W sądzie matka jest święta, a ojciec to żywy bankomat. Ma dawać alimenty i milczeć – uważa Paweł Woźniak, ojciec trzyipółrocznego Rafała. – Nie znam żadnego innego miejsca, w którym dyskryminacja dokonywałaby się tak jawnie i z takim społecznym przyzwoleniem jak w polskich sądach rodzinnych. Jestem dopiero na początku tej drogi, ale znam facetów, którzy walczą od lat. Z byłymi partnerkami, które traktują dziecko jako narzędzie zemsty, z psychologami, którzy często wypisują bzdurne opinie krzywdzące ojców, i z sądami, które orzekają na nie do końca jasnych zasadach, właściwie uznaniowo. Kobiety wiedzą, że sąd im sprzyja, i korzystają z tego. Mogą pomawiać, kłamać, oskarżać, odcinać dziecko od ojca, bo wierzą, że nikt im nic nie zrobi – opowiada Woźniak.
On alimenty płaci sumiennie, 2 tys. zł miesięcznie, ale milczeć nie ma zamiaru. – GUS podaje, że w Polsce jest 1,2 mln samotnych matek. Zakładając, że połowa ojców ich dzieci to dranie, 200 tys. ojców nie żyje, to zostaje jeszcze 400 tys. ojców traktowanych jak maszynka do produkcji pieniędzy.
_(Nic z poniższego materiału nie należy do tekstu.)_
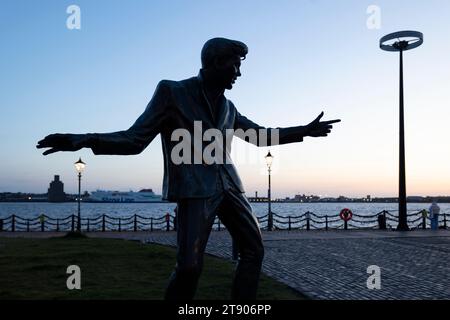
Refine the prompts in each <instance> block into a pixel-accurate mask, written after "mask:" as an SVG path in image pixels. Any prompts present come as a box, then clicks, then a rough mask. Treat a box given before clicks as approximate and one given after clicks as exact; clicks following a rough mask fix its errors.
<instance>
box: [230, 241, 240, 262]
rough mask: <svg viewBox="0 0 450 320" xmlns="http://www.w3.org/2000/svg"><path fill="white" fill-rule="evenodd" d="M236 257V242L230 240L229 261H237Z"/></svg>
mask: <svg viewBox="0 0 450 320" xmlns="http://www.w3.org/2000/svg"><path fill="white" fill-rule="evenodd" d="M238 256H239V255H238V250H237V245H236V241H234V240H231V259H233V261H237V260H238Z"/></svg>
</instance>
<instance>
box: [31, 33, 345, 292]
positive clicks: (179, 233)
mask: <svg viewBox="0 0 450 320" xmlns="http://www.w3.org/2000/svg"><path fill="white" fill-rule="evenodd" d="M247 53H248V48H247V46H246V45H245V44H244V43H242V42H240V41H235V40H229V39H224V38H214V39H211V40H209V41H207V42H206V43H205V45H204V46H203V49H202V52H201V62H202V69H201V70H200V72H199V74H198V76H196V77H192V78H189V79H186V80H182V81H168V80H163V81H161V82H160V83H159V84H158V86H157V88H156V90H155V93H154V95H153V97H152V99H151V100H150V102H149V104H148V106H147V108H146V109H145V111H144V112H143V114H142V115H141V116H140V117H139V118H138V119H137V120H136V122H135V123H134V124H133V125H132V126H131V127H130V128H129V129H128V130H125V131H118V132H113V133H89V134H51V135H49V136H47V137H45V138H44V139H43V140H41V141H39V142H38V145H37V148H50V149H49V150H47V151H45V152H44V155H48V154H51V153H53V152H58V151H77V150H79V149H81V148H91V149H92V151H93V152H94V154H96V155H98V154H111V155H119V154H120V155H129V154H138V153H140V152H142V151H143V150H144V149H145V148H146V147H147V146H148V145H149V143H150V142H151V141H152V140H153V139H154V138H155V137H156V136H157V135H158V134H160V135H161V140H162V148H163V154H164V179H163V198H164V199H167V200H169V201H173V202H176V203H177V211H178V212H177V244H178V248H177V263H176V266H175V270H174V272H173V273H172V275H171V277H170V281H169V284H168V287H167V290H166V294H165V299H169V300H175V299H185V300H189V299H193V297H194V295H195V291H196V287H197V283H198V279H199V276H200V273H201V270H202V265H203V255H204V251H205V247H206V243H207V241H208V238H209V234H210V232H211V229H212V226H213V223H214V219H215V217H216V215H218V216H219V218H220V219H221V221H222V223H223V224H224V225H225V227H226V228H227V230H228V231H229V232H230V234H231V236H232V238H233V240H234V241H235V243H236V245H237V249H238V254H239V260H238V264H237V267H236V272H235V277H234V280H233V287H232V298H233V299H255V298H256V292H257V286H258V281H259V275H260V270H261V265H262V261H263V255H264V248H263V242H262V238H261V232H260V228H259V225H258V221H257V218H256V217H255V215H254V214H253V212H252V208H251V206H250V203H249V202H248V200H247V198H246V197H245V193H244V189H243V187H242V183H241V181H240V178H239V176H238V174H237V171H236V169H235V167H234V165H233V163H232V162H231V160H230V157H229V152H230V150H229V145H228V144H227V148H224V149H222V153H223V156H224V157H226V160H227V161H224V162H220V161H217V162H213V163H210V162H208V161H205V160H204V159H201V162H200V163H198V162H195V161H194V162H195V163H193V162H189V161H187V162H182V163H175V161H173V156H174V155H173V150H174V148H175V147H176V146H177V144H178V141H176V139H174V136H173V133H174V132H175V131H176V130H183V131H182V132H187V133H190V134H191V135H194V131H195V130H196V128H198V126H197V127H196V124H194V122H196V123H199V122H201V125H202V126H201V127H200V128H201V130H202V132H205V131H206V130H209V129H215V130H216V132H217V130H219V131H220V132H223V133H225V131H227V130H230V129H232V130H239V129H242V130H245V131H249V130H254V131H255V132H256V140H255V139H253V140H252V139H248V137H247V138H245V140H246V141H248V142H250V143H254V144H256V145H258V146H266V145H275V144H286V143H292V142H301V141H303V138H304V137H307V136H310V137H325V136H327V134H328V133H330V131H331V129H332V124H333V123H336V122H339V121H340V120H332V121H321V118H322V116H323V112H322V113H321V114H320V115H319V116H318V117H317V118H316V119H315V120H314V121H313V122H311V123H310V124H308V125H306V126H297V127H289V128H276V129H272V128H265V127H262V126H259V125H257V124H256V123H254V122H252V121H250V120H249V119H247V118H246V117H244V116H243V115H241V114H240V113H239V112H238V111H237V110H236V108H235V106H234V104H233V103H232V102H231V101H230V100H227V99H226V98H225V96H224V91H225V89H228V90H230V89H231V88H232V87H233V84H234V83H235V81H236V79H237V78H238V77H240V76H241V73H240V65H241V60H243V59H245V57H246V55H247ZM237 136H239V135H237ZM273 137H276V139H274V138H273ZM187 141H188V146H189V147H190V148H191V150H193V154H191V155H188V158H190V159H191V158H192V157H195V156H198V155H199V154H200V155H201V154H202V152H203V151H204V149H205V143H204V141H201V142H200V144H199V143H198V141H195V139H194V140H187ZM185 142H186V141H185ZM222 145H223V144H222ZM218 153H220V152H218Z"/></svg>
Bo przecież po co ratować związek albo zgodzić się na opiekę zrównoważoną, skoro po rozwodzie można mieć wszystko: i dziecko, i kasę? – ironicznie pyta Woźniak. – Machina zaczyna się nakręcać: kurator, policja, kolejne rozprawy. W tej walce zapomina się, że nie chodzi o to, kto kogo rzuci na kolana, ale że tu chodzi o dobro dziecka – podkreśla. Jest przekonany, że dla dobra syna powinien być blisko niego.
Ojciec trzy razy w tygodniu
=====
=====Archiwalne wydania Wprost dostępne są w specjalnej ofercie WPROST PREMIUM oraz we wszystkich e-kioskach i w aplikacjach mobilnych App Store i Google Play.
Komentarze
Są tam opisane w filmach zarówno w formie komentarza jak i opisu tekstowego kwestie związane z rozwodem i ustaleniem kontaktów z dziećmi, zaskarżaniem poprzez wykorzystanie skargi do Europejskiego Trybunału Praw Człowieka i podważeniem stronniczych decyzji sądowych, podważaniem i zaskarżeń opinii ośrodków RODK i OZSS, opinii psychiatrycznych, zaskarżaniem stronniczych działań kuratorów i specjalistów nadzorujących kontakty z dziećmi, zaskarżenia faktów chronienia innych instytucji które łamały prawo wobec obywatela przez sądy, nierozpatrywaniem utrudnień w kontakcie z dziećmi, a także sposoby prawnej walki o prawa do odpowiednich kontaktów z dziećmi przy wykorzystaniu nie tylko procedur prawnych prawa krajowego (które też są opisane) ale przede wszystkim praw Europejskiej Konwencji Praw Człowieka łącznie ze sposobem zaskarżania poszczególnych sądów, poszczególnych specjalistów i instytucji (jak np.: kuratorzy, pracownicy RODK i OZSS, specjaliści ośrodków nawiązywania więzi jak np.: TKOPD) do Trybunału w Strasbugu na etapie toczącego się nadal postępowania oraz wykorzystania praw konwencji w postępowaniu krajowym przeciwko stronniczości sądu obligując sąd do określonego postępowania i rozpatrzenia poszczególnych kwestii i zastrzeżeń (w tym do innych instytucji i specjalistów) pod rygorem oskarżenia o łamanie przez sąd praw konwencji ( między innymi poprzez uchylanie się od rozpatrzenia zastrzeżeń do instytucji które złamały prawa konwencji ale również za uchybienia własne sądu np.: nierozpatrzenie stanowiska i dowodów strony, nieustalenie zabezpieczenia kontaktów, przewlekłość procesowania itp.)